11-01-2005, 09:44 PM

Hello, stew!

Be more assertive . . . you're right!

Factor 5y^5\,-\,5y^4\,-\,20y^3\,+\,20y^2

I come up with 5y^2(y-1)(y+2)(y-2)

The book gives an answer of (y-1)(y+1)(y-2)

First of all, there is no way to disregard the 5y^2

The book has typos . . . obviously!

We have: .5y^2[y^3\,-\,y^2\,-\,4y\,+\,4]

. . . = \;5y^2[y^2(y - 1) - 4(y - 1)]

. . . = \;5y^2(y - 1)[y^2 - 4]

. . . = \;5y^2(y - 1)(y + 2)(y - 2) . . . your answer!

Denis

11-01-2005, 09:45 PM

Guess what...you're correct, and the book is wrong!

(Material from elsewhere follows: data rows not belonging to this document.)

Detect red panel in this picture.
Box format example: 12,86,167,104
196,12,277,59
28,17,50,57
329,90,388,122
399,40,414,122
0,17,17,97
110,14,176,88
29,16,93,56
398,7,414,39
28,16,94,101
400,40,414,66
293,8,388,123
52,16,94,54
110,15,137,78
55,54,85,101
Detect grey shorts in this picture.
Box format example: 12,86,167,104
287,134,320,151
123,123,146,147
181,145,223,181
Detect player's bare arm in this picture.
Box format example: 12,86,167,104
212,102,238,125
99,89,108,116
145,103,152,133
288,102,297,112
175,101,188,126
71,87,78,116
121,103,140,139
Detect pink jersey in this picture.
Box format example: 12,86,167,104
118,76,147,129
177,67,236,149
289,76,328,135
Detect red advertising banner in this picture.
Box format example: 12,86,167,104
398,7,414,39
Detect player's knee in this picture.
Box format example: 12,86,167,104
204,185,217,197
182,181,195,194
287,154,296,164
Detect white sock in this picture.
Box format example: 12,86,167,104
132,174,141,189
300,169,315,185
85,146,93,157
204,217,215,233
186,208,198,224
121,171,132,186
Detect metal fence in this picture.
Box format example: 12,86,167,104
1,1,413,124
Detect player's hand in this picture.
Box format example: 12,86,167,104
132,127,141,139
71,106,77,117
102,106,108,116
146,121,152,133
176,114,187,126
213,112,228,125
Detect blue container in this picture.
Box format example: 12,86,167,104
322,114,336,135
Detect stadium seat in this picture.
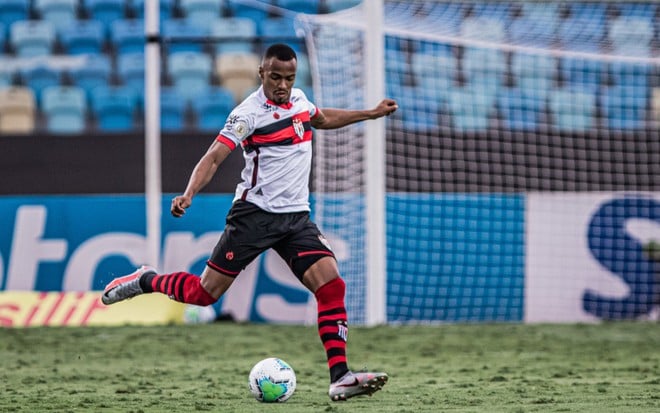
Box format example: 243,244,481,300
497,87,545,131
600,86,648,130
117,52,145,91
557,16,605,52
617,2,657,18
510,53,556,96
41,85,87,134
609,62,652,90
216,52,260,101
226,0,271,27
447,85,496,132
549,87,597,133
559,57,606,91
191,86,235,131
0,22,5,53
0,0,29,29
180,0,224,31
520,2,559,19
0,86,36,134
295,52,311,88
210,17,257,54
276,0,320,14
462,47,506,91
85,0,126,34
69,54,112,99
470,2,511,23
111,18,145,55
567,2,607,23
461,16,505,42
33,0,78,33
133,0,175,22
90,86,137,132
60,19,105,55
163,19,207,53
608,16,654,57
260,17,304,53
411,50,456,94
20,65,62,102
167,51,213,101
0,66,13,88
160,87,188,131
399,86,443,132
324,0,361,13
10,20,56,57
508,16,557,48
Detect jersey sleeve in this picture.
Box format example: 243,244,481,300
297,88,319,119
216,104,255,149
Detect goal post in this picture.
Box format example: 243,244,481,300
298,1,660,325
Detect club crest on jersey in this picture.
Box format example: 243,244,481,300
293,117,305,140
226,251,234,260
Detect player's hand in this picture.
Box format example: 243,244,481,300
374,99,398,118
171,195,192,218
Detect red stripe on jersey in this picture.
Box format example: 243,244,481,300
249,112,312,145
216,134,237,150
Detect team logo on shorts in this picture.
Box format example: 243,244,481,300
292,117,305,139
318,235,332,251
226,251,234,260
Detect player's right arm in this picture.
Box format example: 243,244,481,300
171,140,233,217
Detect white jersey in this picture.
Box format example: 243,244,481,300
216,86,318,213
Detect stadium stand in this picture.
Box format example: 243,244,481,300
33,0,78,33
60,19,105,55
69,54,113,99
168,50,213,102
210,17,257,54
111,18,145,55
162,18,207,53
215,51,260,101
0,0,29,29
85,0,127,35
0,86,36,134
10,19,56,57
180,0,224,31
41,85,87,134
548,87,597,133
191,86,235,131
276,0,321,14
133,0,175,22
90,85,137,132
117,52,145,91
21,65,63,102
160,87,187,131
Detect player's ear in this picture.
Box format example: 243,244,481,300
258,66,263,79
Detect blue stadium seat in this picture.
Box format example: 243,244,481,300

You can check if you're correct by giving y any value,

and substituting this value in original equation, then in your solution:

they must equal each other.

Try y = 3:

original: 5y^5-5y^4-20y^3+20y^2 = 5(3^5)-5(3^4)-20(3^3)+20(3^2) = 450

your solution: 5y^2(y-1)(y+2)(y-2) = 5(3^2)(3-1)(3+2)(3-2) = 450

Thanks for the help guys. I had a sneaking suspicion that it was wrong, but how often does that happen? I knew you guys would be able to help. Usually when the book has an answer that I think is impossible, after I look at it for a while it turns out to be right. Thanks for the info!